Markovian ODE-guided scoring can assess the quality of offline reasoning traces in language models
This addresses the need for better evaluation metrics for reasoning traces in language models, which is crucial for tasks like mathematical problem solving and fact checking, though it is incremental as it builds on existing evaluation concepts.
The paper tackled the problem of evaluating reasoning traces from language models, which existing methods fail to assess in a human-centric way, and introduced MarODE, a framework that outperformed baselines by over 250% in correlation with human judgments.

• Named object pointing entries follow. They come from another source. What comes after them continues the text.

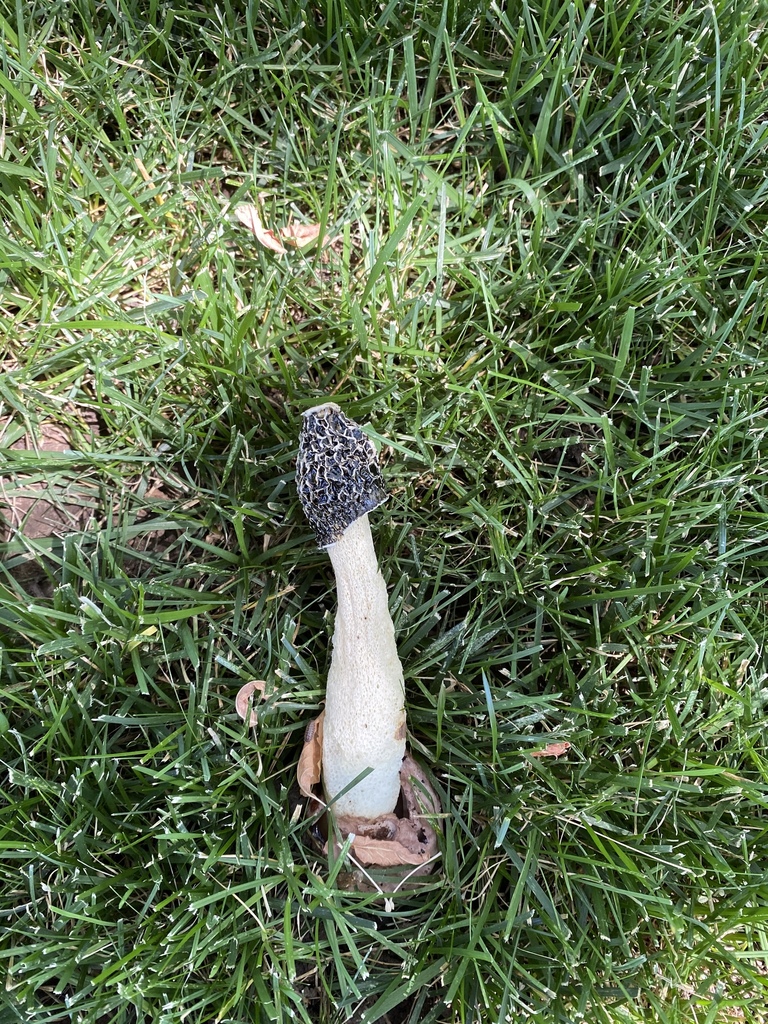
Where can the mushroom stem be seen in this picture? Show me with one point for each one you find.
(365, 723)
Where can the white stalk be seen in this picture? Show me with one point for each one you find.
(365, 721)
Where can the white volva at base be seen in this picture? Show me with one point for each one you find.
(365, 723)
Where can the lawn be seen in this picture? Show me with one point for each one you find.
(540, 283)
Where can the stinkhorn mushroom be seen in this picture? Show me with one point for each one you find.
(366, 772)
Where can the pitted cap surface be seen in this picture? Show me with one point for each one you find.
(337, 472)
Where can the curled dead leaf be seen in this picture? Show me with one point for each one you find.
(552, 750)
(245, 699)
(310, 760)
(249, 216)
(299, 236)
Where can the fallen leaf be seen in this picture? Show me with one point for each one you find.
(552, 750)
(385, 853)
(299, 236)
(310, 760)
(248, 215)
(245, 698)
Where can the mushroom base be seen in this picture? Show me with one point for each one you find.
(403, 840)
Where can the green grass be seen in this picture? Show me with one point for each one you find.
(548, 298)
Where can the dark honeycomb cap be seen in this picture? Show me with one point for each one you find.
(337, 472)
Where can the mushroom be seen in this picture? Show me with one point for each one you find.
(366, 772)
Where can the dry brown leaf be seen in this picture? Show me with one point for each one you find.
(248, 215)
(310, 760)
(245, 698)
(552, 750)
(299, 236)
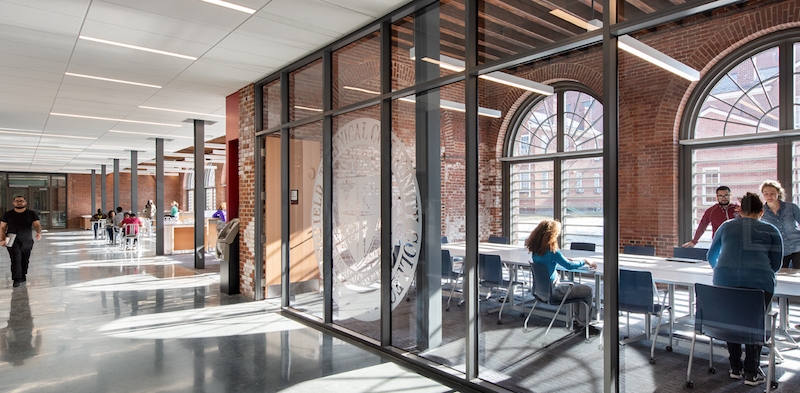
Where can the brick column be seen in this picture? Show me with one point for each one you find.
(246, 190)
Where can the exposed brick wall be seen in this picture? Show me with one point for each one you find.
(79, 191)
(247, 191)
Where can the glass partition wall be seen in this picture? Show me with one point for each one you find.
(412, 148)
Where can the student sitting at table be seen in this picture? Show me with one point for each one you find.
(746, 253)
(543, 245)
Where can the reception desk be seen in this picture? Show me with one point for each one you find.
(179, 238)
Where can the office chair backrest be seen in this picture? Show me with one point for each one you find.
(690, 253)
(542, 286)
(635, 291)
(582, 246)
(639, 250)
(498, 239)
(447, 264)
(730, 314)
(490, 269)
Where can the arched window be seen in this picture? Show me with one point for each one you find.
(554, 164)
(741, 127)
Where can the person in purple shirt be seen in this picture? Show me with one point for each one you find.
(220, 213)
(543, 245)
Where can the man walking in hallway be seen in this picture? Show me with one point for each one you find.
(19, 222)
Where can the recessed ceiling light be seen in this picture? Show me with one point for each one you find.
(361, 90)
(231, 6)
(307, 108)
(147, 133)
(141, 48)
(44, 135)
(112, 80)
(177, 111)
(40, 148)
(117, 120)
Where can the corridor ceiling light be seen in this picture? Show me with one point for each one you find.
(141, 48)
(117, 120)
(457, 106)
(40, 148)
(177, 111)
(44, 135)
(232, 6)
(650, 54)
(456, 65)
(112, 80)
(151, 134)
(361, 90)
(307, 108)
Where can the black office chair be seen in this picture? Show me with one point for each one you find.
(498, 239)
(636, 292)
(582, 246)
(543, 292)
(639, 250)
(735, 315)
(701, 254)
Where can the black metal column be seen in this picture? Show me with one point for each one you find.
(103, 188)
(428, 168)
(471, 197)
(94, 192)
(116, 183)
(134, 181)
(327, 188)
(610, 201)
(159, 196)
(199, 194)
(386, 189)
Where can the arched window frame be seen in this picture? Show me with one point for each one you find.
(557, 159)
(785, 141)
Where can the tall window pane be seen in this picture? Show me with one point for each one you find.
(582, 203)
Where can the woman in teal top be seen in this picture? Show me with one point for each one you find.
(543, 245)
(746, 253)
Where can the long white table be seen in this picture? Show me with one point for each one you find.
(664, 271)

Reasoning traces produced by generative language models are increasingly used for tasks ranging from mathematical problem solving to automated fact checking. However, existing evaluation methods remain largely mechanical and fail to capture human-centric notions of reasoning quality in a way that generalizes across varied and progressively degraded reasoning. We introduce MarODE, an offline evaluation framework that assigns quality scores to reasoning traces. Its effectiveness is assessed using human-centric perturbations and human judgments, which jointly evaluate the fundamental dimensions of an evaluation metric - goodness and soundness. The approach is grounded in a Markovian formulation of reasoning progression and an ordinary differential equation based characterization of trace dynamics, enabling efficient evaluation of reasoning quality. In a large-scale evaluation, MarODE outperforms existing baselines by over 250% under Somers' D correlation. Our results emphasize the value of theory-driven evaluation frameworks as reasoning traces become central to language model-based systems.